Table 1 is intended to be a short time snapshot of assembly by nation and vehicle type. It breaks down total North American personal and commercial vehicle production into the U.S, Canada and Mexico components and the three- and 12-month growth rate for each. At the far right, it shows the momentum for the total and for the three nations. Overall momentum for both personal and commercial vehicles is positive indicating that the market is strengthening. In the fourth quarter of 2018, Mexico experienced a year-over-year contraction in both personal and commercial vehicle production. Note, there are blank cells for Canadian commercial production; see explanation below.
The longer-term picture is shown in the following charts by vehicle type and nation.
Figure 5 shows the total personal vehicle production for North America and the total for each nation.
Figures 6, 7 and 8 show the production of personal vehicles by nation and the year-over-year growth rate for each.
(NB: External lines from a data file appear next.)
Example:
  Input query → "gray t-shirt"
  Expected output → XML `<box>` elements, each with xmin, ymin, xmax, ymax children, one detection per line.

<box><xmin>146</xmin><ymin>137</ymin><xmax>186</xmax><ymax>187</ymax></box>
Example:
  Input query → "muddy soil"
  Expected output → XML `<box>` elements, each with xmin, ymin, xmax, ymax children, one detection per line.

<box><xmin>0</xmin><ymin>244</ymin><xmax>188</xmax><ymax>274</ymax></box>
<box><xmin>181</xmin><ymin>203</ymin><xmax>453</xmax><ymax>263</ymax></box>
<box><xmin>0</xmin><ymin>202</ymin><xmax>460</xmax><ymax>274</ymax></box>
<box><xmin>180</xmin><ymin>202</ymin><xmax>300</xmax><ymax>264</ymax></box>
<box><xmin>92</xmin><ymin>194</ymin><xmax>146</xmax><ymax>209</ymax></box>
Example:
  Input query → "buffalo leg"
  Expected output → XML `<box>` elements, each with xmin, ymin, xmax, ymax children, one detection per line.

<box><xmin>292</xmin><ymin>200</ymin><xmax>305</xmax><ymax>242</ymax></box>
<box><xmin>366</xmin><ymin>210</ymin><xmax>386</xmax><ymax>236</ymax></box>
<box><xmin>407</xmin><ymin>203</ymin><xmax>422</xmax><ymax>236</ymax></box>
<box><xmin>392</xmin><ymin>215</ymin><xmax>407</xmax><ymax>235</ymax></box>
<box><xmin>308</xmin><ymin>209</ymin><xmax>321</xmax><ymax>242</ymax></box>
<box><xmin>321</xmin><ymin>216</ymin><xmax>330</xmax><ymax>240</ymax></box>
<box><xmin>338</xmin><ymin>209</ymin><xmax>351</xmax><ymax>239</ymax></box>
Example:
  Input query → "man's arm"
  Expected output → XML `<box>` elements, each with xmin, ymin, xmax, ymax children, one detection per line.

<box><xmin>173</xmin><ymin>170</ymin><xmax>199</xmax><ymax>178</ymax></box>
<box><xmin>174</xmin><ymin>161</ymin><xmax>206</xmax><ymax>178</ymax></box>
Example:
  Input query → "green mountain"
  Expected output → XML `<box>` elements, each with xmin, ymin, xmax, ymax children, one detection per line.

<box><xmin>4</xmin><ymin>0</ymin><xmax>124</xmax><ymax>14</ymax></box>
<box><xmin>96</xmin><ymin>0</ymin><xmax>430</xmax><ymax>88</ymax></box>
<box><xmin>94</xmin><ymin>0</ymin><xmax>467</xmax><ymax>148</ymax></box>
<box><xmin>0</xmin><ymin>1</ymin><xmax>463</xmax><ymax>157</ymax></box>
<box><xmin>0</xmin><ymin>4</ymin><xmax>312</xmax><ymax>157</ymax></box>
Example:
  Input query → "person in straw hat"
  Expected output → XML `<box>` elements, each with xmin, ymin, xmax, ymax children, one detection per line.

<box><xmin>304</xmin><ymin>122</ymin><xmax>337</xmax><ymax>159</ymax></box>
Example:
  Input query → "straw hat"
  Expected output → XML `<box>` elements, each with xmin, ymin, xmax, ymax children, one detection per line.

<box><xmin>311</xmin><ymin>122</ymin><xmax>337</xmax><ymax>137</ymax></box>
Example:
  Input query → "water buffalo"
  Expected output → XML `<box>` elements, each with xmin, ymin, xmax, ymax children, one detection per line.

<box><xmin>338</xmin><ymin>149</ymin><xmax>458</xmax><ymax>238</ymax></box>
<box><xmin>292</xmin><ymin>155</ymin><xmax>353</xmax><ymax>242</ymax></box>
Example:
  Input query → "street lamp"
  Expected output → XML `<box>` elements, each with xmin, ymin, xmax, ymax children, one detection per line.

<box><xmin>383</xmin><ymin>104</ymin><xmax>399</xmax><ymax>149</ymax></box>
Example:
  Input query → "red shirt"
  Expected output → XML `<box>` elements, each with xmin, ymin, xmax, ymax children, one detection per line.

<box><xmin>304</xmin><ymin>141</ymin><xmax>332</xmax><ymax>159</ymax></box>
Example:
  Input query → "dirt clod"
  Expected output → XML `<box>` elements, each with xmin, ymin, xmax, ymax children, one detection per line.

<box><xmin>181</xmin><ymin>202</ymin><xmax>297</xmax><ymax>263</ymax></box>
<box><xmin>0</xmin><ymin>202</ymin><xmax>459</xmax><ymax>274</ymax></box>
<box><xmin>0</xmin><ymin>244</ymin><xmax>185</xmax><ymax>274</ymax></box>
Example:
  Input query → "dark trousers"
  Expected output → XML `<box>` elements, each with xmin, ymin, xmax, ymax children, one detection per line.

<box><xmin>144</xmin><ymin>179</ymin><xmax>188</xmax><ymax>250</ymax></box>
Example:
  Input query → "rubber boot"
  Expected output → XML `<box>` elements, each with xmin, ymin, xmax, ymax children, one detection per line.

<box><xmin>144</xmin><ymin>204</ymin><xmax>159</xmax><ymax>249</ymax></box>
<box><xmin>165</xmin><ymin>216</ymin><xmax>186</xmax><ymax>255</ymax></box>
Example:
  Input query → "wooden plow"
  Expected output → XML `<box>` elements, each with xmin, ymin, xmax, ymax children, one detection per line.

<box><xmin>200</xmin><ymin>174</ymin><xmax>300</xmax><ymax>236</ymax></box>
Figure 9 shows the production share for each nation. Production in the U.S. and Canada has declined since 2015 as Mexico has increased. The Mexican share rose from 17.2 percent in late 2014 to 23.2 percent in December 2018.
Figure 10 shows the total commercial vehicle production for North America and the total for each nation. The U.S. has held its ground much better in commercial vehicles than in the personal segment.
Figures 11, 12 and 13 show the production of commercial vehicles by nation and the year-over-year growth rate for each. Figure 14 shows the production share for each nation. Commercial vehicle production in Canada was zero from January 2010 through January 2018. The only Canadian plant making commercial vehicles in the past couple of decades was in Oshawa. At the end of 2009, they shifted their production from Silverado pickups to make the Chevy Camaro. That changed again in February 2018 when the Oshawa plant shifted away from the Equinox (personal vehicle) and again began to produce the Silverado and Sierra (both commercial vehicles). Last month, GM declared their intention to permanently close the Oshawa plant.
Both the U.S. and Mexico have achieved strong growth in commercial vehicle assemblies since the recession and their production shares have been stable and almost a mirror image of each other in the short term. Mexican exports of light vehicles hit a record in 2017 at 3.1 million units with the U.S, at 2.3 million units, being the primary destination. Mexico currently exports about 80 percent of its light vehicle production. Canada is the second highest volume destination.
SMU Comment: North America experienced the normal December slowdown in vehicle assemblies. Mexico has been taking share of personal vehicle production but not of commercial vehicles. It remains to be seen whether the renegotiated North American trade agreement will result in a move in production share to the U.S.